Something about that half-minute trance felt more impactful than the past two months of never-ending tension and thought. It was because I finally slowed down — acknowledging and ruminating on all that was buzzing about me — something few realize is critical to surviving in this harsh reality. It was in those few ticks that I felt, not simply perceived and pushed. It was only then that I was able to zoom out, and focus the ability I had been harnessing for two months— the ability to follow my own advice (something no person I’ve ever met has also attested to doing so strictly).
Yesterday, I wrote about one of the most important things I’ve learned since the semester began. Grappling with the brevity of the piece, the magnitude of the lesson, and the barren attention it was bound to receive, I realized that its proposed influence should be unaffected by its inevitable result. All that can be done will always be told by a narrator, and there is no narrator except for the one found in yourself.
And it was after these realizations, after giving yesterday the time to mingle with today, during that half-minute moment, that something clicked. The great existential secret I had been worried over my entire life— what will I do? — answered itself. I will live. I will write. But most of all, I will slow down. It’s from stress, from long life, from hastiness, that “regret” is borne, grown, allowed to fester. It’s from clean air, time without distraction, purposefully neglecting overwhelming responsibilities, that we learn. And the day we stop learning is the day that we die; the day we refuse to continue the millennia on millennia of human growth we are somehow appended to is the day that we stop mattering.

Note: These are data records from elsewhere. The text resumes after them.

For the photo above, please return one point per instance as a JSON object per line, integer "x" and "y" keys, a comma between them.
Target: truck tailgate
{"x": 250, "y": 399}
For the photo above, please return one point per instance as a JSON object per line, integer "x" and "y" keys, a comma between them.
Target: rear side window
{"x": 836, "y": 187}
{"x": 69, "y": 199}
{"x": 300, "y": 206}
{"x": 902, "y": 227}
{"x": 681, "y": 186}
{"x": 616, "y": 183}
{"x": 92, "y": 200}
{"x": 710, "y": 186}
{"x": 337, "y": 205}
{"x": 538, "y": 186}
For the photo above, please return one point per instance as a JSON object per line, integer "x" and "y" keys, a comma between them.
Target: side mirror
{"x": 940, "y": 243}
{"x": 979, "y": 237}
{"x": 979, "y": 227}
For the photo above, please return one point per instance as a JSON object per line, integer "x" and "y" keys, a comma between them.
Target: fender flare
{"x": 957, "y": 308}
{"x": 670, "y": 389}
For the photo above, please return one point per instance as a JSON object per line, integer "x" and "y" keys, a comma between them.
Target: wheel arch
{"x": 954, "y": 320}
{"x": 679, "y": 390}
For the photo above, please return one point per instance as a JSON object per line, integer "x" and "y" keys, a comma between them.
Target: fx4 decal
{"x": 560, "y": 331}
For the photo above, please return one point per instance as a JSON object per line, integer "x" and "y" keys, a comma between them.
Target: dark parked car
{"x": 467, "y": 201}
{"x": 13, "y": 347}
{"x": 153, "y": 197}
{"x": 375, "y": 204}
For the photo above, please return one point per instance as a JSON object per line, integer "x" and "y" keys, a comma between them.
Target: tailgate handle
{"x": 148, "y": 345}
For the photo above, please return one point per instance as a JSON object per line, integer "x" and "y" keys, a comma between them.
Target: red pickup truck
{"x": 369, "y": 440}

Although I had hoped to have a thesis here, a confounding point that uniquely elevates this essay, I know I haven’t slowed down enough to discover it. And I know it will be impossibly difficult to slow down once again to write it down, if I so happen to find it. So, for now, I force myself to look up more often than I look down, and I refuse to fall asleep when I have yet to wake up.
When I was seventeen,
my mother said to me
“Don’t stop imagining. The day that you do is the day that you die.”
Now I pull a one ton carriage,
instead of the horses grazing the lawn.
And I was having fun.
We were all having fun.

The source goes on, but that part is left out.